This article describes the benefits of Ingest Instances. Please see some of the key benefits below:
- Data Sources
- A growing list of providers for various data sources that are regularly updated.
- These data sources can be updated to new versions without having to upgrade TimeXtender to a new version
- Reaping the performance benefits of Azure Data Factory (ADF)
- Access to ADF data sources
- When using a Ingest Instance server, ADF can be leveraged for transferring source data to storage, and to a prepare instance. The data pipeline architecture behind ADF offers improved performance and is highly scalable, meaning that transfer times can be rapidly reduced
- The TimeXtender Ingest Service (TIS) can also be installed on-premise and use on-premise data sources. This is possible because of Self-hosted Integration Runtime, which allows the ADF engine to access and transfer on-premise data, and allows TX to leverage ADF pipeline architecture, while the firewall remains in place as-is
- Promoting the Data Lake Concept and Infrastructure
- An Ingest Instance Server does not support the transformation of data or provide the ability to override original field names during ingestion of data by the Ingest Instance server. This promotes the data lake concept by ensuring that the data is initially ingested and stored in a raw format. Data scientists often request raw data, and initially storing data in its raw form also allows for greater insight into data lineage (i.e. what is the original source of the data and how is it later being transformed). It also makes the transfer of data from source to storage faster due to fewer transformations. However, it is worth noting that it is possible to “query tables” using SQL code when setting up data sources, and thereby apply transformations and renaming of fields – although in general this is not considered best practice
- An Ingest Instance Server allows for data storage within the Azure Data Lake infrastructure, which cannot be achieved when using a Business Unit.

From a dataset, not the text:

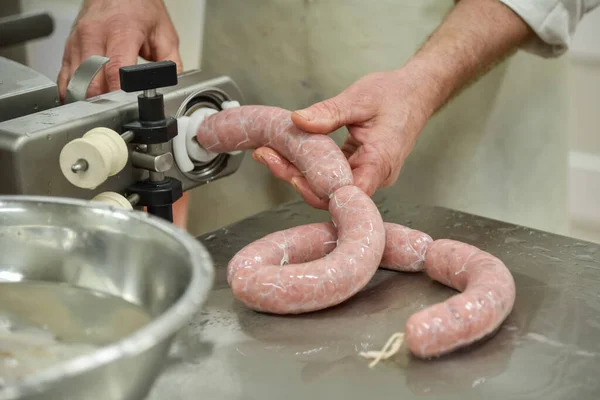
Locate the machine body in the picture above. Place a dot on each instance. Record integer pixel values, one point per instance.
(33, 144)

- The Ingest Instance Server creates multiple versions of source data, which are stored after each execution of a transfer task (e.g. one version of a file per transfer). TX projects pointing to the Ingest Instance server automatically uses the latest version of data. It is possible to configure and schedule a storage management task to delete, and manage, old versions of data to free up storage. This archival process is driven by inexpensive storage, and lends itself to the data lake concept. It also allows for the creation of backup files which may be used for recovery
- Select data quickly and dynamically
- Selection of data is quick, as it is simple to dynamically choose which tables and columns from data source are brought in (e.g. all tables from a particular schema, or tables with names containing a particular term)
- You can use a different simple selection option to individually choose what tables and fields your data source should connect to.
- TIS server improves team development and supports the server-client experience
- TimeXtender Data Integration (TDI) does not have to be installed on the Ingest Instance Server. Developers can install TimeXtender Data Integration (TDI) on their own machines, and load source data into storage through the Ingest Instance server transfer tasks, without ingesting the data onto the developer machine. The data is transferred directly to the Ingest Instance destination server
- This provides much more server-client like experience, as opposed to a desktop-client experience. Using Ingest Instances in combination with ADF Transfer to prepare instances, means the TimeXtender Data Integration (TDI) application becomes purely an orchestration tool, transferring data without involving the application server
- You can use incremental loading of tables into your Ingest Instance storage
- Doing this will automatically set up tables in your Prepare Instance to incrementally load data from the store with no setup required.
- Instead of generating a new folder containing all the data a batch file is added to the existing folder with only the new or updated rows.